Mid 70s Postcard of Underground Atlanta Entrance - courtesy of Wikimedia

My friend, Eric, posted about the London Underground Railroad today, and it got me thinking about underground places in cities…

Back in 1973, I visited Atlanta, and while I was there, I had the pleasure of visiting Underground Atlanta. I was saddened to hear that in 1980 they closed it down during the construction of the MARTA rapid transit line and “other factors” which, at that time, I had heard had to do with safety of visitors. I was worried they would never open it again.

Mid 70s Postcard of Underground Atlanta showing drinking patrons at the Front Page courtesy of Wikimedia

Mid 70s Postcard of Underground Atlanta showing drinking patrons at the Front Page courtesy of Wikimedia


Other factors noted in the wikipedia posting about it under the Decline and second era section:

The heyday of Underground Atlanta lasted for only half a decade. When neighboring DeKalb County relaxed their restrictions on alcohol consumption in the early 1970s, new bars sprouted up in other parts of the city, generating competition. The dress code restrictions were dropped and fights began to break out. The construction of the MARTA East Line beginning in 1975 tore out several blocks of clubs and eliminated parking. Crime became uncontrollable and the area was considered dangerous. In 1980, Underground Atlanta was closed. A few businesses struggled to stay open but by 1982 they left and the area was once again abandoned.

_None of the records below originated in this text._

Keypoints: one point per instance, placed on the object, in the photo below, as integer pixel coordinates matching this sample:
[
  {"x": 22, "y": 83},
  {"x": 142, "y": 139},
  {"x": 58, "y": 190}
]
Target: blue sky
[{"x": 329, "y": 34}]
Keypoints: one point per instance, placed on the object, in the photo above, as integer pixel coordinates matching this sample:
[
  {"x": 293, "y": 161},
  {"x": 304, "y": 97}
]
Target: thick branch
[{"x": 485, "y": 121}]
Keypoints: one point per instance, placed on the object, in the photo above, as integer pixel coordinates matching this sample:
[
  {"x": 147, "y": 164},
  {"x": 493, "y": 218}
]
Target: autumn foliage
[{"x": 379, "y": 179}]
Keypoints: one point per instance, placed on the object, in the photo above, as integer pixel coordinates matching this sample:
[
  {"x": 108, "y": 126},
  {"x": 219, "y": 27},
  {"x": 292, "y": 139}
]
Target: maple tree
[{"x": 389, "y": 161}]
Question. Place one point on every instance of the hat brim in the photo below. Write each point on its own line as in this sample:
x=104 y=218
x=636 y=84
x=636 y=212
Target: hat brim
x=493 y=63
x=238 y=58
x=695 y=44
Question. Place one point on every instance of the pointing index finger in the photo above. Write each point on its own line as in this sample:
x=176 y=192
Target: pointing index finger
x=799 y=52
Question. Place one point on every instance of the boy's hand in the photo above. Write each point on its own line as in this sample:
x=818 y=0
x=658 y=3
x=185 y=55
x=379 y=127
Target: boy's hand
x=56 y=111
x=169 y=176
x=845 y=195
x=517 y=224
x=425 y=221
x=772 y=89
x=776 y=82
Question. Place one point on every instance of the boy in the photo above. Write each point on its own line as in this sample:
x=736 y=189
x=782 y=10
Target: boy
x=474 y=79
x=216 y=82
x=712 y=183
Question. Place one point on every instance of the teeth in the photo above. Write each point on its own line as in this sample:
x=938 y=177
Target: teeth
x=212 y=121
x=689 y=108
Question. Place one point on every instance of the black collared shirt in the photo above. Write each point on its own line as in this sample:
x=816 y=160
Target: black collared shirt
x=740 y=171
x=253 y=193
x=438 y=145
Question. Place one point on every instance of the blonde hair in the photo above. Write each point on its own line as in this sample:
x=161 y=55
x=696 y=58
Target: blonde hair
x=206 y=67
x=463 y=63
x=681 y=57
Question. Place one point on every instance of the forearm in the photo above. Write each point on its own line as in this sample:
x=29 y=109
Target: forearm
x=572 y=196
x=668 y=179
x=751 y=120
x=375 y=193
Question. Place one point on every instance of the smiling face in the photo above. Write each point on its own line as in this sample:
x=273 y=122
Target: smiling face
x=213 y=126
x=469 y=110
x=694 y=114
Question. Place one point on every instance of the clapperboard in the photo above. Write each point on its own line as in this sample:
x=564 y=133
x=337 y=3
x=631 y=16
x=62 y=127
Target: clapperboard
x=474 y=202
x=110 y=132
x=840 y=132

But I was happy to hear that they did re-open it in 1989, see History of Underground Atlanta here:

Underground Atlanta was reopened in 1989, at a cost of $142 million, through a joint venture between the City of Atlanta and private industry. It was redesigned to be one of the major projects aimed at preserving and revitalizing the center of Atlanta as the focal point of community life. Today, Underground offers a complete family experience, with retail shops, specialty and gift shops, fast food in the Old Alabama Eatery, unique features and entertainment, special events and fine restaurants.

It was a wonderful place to visit, so I was happy to hear that they have re-opened it and revitalized it and most importantly tried to recapture the historical significance of Underground Atlanta!

It is so cool to visit old historic places like this.

At some point I will post about the Endless Caverns that we visited on one of our camping treks that was a wonderful place to visit that is also underground! Love caverns!